181.Terrorism is being combated in Slovakia in accordance with international and European treaties and domestic law. The national antiterrorism unit of the National Crime Agency under the Presidium collaborates with NGOs focused on monitoring human rights compliance within its regular duties, such as the International Organisation for Migration and the Občan, demokracia a zodpovednosť (Citizens, democracy and responsibility) civic association. Police officers from this unit are members of the Fundamental Rights Agency working group focused on creating methodology for recording and aggregating data on hate crimes. With respect to information gathering, detection and investigation of the crimes of terrorism and extremism, it may be said that female police officers are preferred in contact with female individuals and young persons and special attention is devoted to their particular needs, be they victims or suspects (inviting a family member, social worker, psychologist). They are entitled to the same legal guarantees as in the case of other crimes.

182.Security measures related to combating terrorism and extremism are adopted in Slovakia based on strategic documents approved by the government, including the National Action Plan to Combat Terrorism for the 2015–2018 period, the Strategy to Combat Extremism for the 2015–2019 period as well as the Action Plan for Preventing and Eliminating Racism, Xenophobia, Anti-Semitism and Other Forms of Intolerance for the 2016–2018 period.
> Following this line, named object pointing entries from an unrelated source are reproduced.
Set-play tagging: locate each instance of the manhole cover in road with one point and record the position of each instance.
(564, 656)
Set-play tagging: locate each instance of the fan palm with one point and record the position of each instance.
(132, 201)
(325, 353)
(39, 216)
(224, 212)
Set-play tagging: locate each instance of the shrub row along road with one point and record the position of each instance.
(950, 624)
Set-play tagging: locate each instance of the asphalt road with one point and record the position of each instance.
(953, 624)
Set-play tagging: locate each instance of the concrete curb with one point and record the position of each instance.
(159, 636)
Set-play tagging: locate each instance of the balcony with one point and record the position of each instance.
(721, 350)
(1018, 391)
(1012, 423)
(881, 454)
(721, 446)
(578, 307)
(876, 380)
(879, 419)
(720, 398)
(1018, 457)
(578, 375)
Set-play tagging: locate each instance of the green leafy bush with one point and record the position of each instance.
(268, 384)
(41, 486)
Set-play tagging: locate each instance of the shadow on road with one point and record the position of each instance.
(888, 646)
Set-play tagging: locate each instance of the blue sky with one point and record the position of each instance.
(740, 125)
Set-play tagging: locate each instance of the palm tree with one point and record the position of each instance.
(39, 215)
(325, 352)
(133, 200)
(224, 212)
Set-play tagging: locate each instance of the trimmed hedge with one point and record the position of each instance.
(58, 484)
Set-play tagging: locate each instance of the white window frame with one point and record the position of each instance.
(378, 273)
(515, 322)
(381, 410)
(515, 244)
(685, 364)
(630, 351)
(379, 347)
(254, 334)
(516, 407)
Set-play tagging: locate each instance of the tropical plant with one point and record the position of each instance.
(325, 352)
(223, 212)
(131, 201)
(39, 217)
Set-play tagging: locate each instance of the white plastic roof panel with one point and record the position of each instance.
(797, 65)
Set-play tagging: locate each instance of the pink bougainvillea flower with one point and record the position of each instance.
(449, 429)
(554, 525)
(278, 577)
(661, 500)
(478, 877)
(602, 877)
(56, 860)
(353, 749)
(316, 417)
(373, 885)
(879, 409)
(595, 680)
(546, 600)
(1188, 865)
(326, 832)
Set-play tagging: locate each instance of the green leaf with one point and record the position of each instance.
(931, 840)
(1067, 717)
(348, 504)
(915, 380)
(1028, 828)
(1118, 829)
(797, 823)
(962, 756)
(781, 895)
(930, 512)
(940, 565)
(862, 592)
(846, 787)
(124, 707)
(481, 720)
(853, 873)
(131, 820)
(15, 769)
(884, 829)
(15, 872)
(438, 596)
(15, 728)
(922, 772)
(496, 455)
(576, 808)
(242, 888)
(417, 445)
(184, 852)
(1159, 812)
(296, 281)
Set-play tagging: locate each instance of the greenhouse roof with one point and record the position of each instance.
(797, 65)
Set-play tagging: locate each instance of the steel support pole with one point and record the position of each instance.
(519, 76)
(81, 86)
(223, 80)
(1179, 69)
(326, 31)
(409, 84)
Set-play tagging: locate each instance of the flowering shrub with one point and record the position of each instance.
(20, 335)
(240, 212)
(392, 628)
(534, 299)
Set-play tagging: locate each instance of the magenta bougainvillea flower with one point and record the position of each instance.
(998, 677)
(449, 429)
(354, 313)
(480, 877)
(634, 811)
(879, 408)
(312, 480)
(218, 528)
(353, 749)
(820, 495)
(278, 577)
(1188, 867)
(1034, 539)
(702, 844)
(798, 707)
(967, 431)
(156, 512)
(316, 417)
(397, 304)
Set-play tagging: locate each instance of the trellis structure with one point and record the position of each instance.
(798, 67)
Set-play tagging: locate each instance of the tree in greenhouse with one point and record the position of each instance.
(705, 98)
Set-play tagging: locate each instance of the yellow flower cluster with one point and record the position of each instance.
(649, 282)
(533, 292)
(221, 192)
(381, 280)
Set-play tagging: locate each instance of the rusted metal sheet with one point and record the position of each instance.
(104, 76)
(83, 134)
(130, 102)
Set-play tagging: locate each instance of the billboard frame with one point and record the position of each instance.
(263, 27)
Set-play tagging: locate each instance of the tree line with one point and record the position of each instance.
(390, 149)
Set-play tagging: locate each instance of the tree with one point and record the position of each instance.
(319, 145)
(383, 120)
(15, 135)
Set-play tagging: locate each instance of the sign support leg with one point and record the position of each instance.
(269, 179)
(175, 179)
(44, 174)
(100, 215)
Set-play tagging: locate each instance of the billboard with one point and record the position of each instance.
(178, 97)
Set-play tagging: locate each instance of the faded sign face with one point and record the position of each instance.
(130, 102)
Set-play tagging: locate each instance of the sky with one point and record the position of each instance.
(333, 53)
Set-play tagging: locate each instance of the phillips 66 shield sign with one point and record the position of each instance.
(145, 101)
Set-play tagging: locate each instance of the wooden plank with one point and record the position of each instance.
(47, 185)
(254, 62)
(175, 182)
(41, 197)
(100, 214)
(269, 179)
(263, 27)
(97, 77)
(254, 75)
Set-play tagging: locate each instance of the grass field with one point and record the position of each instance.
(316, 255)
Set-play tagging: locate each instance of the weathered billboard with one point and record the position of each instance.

These were completed in accordance with the principles of the universality of basic human rights, non-discrimination and equality in rights for all inhabitants, regardless of gender, race, skin colour, language, religious conviction or faith, political or other believes, national or social origin, affiliation with a nationality or ethnic group, property or other standing.

183.In the monitoring period, tasks under the National Action Plan to Combat Terrorism for the 2015–2018 period were fulfilled on an interim basis and focused on restricting the financing of terrorism, preventing and eliminating threats associated with radicalisation and self-radicalisation of individuals on the Internet, radicalisation in educational institutions and improving collaboration between entities engaged in combating terrorism.

184.Slovakia did not identify the need to adopt any specific antiterrorism measures in 2018 that would have made any significant interference into the basic rights and freedoms of its inhabitants. One person was convicted of the crime of terrorism in 2018 but that conviction is not yet valid. With respect to complaints from the public as to failure to comply with international standards, the National Crime Agency did not record any complaints or suggestions.

185.It may be said that existing antiterrorism measures have not interfered with human rights guarantees in any way during their application. The perpetrators of such crimes have their human rights and other rights defined in the Criminal Code and Code of Criminal Procedure guaranteed in the same manner as the perpetrators of other crimes, including the right to seek redress (complaints and appeals).

186.The analytical centre did not record anyone in the period from 2016 to 2017 who was convicted of the crime specified in §419 of the Criminal Code – Terrorism and certain forms of involvement in terrorism.

187.More detailed information is provided in the Appendix, Point O.

OP-CAT ratification

188.Slovakia signed the OP-CAT on 14 December 2018. The Ministry of Justice is currently drafting the legislation required to delegate the authorities assigned to the National Prevention Mechanism under the OP-CAT to three different institutions that under the current law in Slovakia have the right to visit places where persons deprived of liberty are being held and to speak with them without the presence of third parties, specifically: the Ombudsman, the Commissioner for children and the Commissioner for persons with physical disabilities. Once the preparatory phase is completed along with consultations with stakeholders and civil society, legislative changes will be presented together with a proposal to ratify OP-CAT in the second half of 2019.